ChIP–seq data processing
Raw ChIP–seq data for H3K27ac from primary prostate tumors and patient-derived xenografts were downloaded from the Sequence Read Archive (SRA) under accession no. SRP194063 (ref. 10). Reads with a base quality score greater than 30 were aligned to the human genome GRCh38/hg38 using the Burrows–Wheeler Aligner-MEM (v.0.7.17). The aligned reads were deduplicated and peaks were called using MACS2 (ref. 83) (v.2.2.5), with a false discovery rate lower than 0.01. Peaks falling in the genomic blacklisted regions defined by ENCODE19 were excluded under accession no. ENCFF356LFX. consensusSeekeR84 (v.1.16) was used to merge peaks in which at least two samples had one peak in the same region. As ChIP–seq was performed on different samples than our cohort, we defined a candidate enhancer in our data by an H3K27ac peak and sample-level hypomethylation5 present in 10% or more of our samples. ChIA–PET data were obtained from GSE54946 (ref. 85).
Size-matched background for SVs
To determine the associations of SVs to Hi-C findings, we needed to generate a control size-matched background. To do this, for each sample, we took the SVs as determined by Manta.

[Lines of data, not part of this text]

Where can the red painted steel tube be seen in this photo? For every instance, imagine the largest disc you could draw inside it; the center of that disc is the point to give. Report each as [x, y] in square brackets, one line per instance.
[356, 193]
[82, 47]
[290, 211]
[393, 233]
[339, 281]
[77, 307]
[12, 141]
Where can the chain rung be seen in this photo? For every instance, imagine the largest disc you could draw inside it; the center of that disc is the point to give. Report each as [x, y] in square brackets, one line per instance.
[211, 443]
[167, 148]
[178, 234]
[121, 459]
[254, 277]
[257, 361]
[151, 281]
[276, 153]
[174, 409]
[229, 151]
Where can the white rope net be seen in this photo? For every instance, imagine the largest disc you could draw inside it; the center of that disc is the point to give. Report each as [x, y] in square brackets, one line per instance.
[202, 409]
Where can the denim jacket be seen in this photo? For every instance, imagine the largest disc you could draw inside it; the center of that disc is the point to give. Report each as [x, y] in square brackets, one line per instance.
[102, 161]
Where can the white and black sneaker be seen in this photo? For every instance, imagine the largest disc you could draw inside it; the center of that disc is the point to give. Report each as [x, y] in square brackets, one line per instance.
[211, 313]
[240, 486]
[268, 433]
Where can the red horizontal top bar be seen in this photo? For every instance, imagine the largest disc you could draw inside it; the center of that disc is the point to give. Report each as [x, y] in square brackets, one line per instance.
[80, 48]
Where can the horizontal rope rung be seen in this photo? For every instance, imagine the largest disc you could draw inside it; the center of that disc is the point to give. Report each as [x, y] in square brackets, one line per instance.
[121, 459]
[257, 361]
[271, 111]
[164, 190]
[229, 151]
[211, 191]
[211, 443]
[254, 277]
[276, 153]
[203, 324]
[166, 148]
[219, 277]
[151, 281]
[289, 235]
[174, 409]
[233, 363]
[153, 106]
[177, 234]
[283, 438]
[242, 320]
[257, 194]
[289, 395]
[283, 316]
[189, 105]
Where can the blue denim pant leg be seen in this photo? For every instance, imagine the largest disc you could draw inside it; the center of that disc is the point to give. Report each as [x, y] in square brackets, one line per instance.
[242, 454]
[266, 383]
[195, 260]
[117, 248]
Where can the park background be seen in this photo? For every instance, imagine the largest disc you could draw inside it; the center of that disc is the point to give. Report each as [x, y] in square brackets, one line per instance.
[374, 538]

SVs were filtered to only include SVs measuring 50 Mb or less (larger SVs increased the run-time to create random SVs of a similar size) with ten or more paired-end reads and ten or more spanning reads supporting in the tumor and zero reads in the germline, respectively. We then created ten segments for each real SV, of the exact same size and type, where the start position of each was randomly identified within the genome. These random segments were not allowed to overlap gap regions (for example, centromeres, telomeres, unmapped regions).
FISH
BAC DNA probes targeting the AR locus (RP11-807F19 and RP11-963N10) were labeled using a Nick Translation Kit (Abbott Molecular) with red 500 dUTP (Enzo Life Sciences), then precipitated with COT-1 DNA, salmon sperm DNA, sodium acetate and 95% ethanol. After drying, the probes were resuspended in 50% formamide hybridization buffer and combined with Abbott Molecular’s commercial probes for the X chromosome’s centromeric region. This mixture was denatured, applied to the slides with mCRPC tissue and hybridized at 37 °C in a humid chamber for 48 h. After a 2× saline-sodium citrate solution wash at 72 °C for 15–30 s, slides were counterstained with DAPI and examined for fluorescent signals using an Olympus BX61 microscope (Applied Spectral Imaging) with DAPI and fluorescein isothiocyanate filters. Images were captured with an ASI interferometer-based charge-coupled device cooled camera and analyzed using the FISHView ASI software.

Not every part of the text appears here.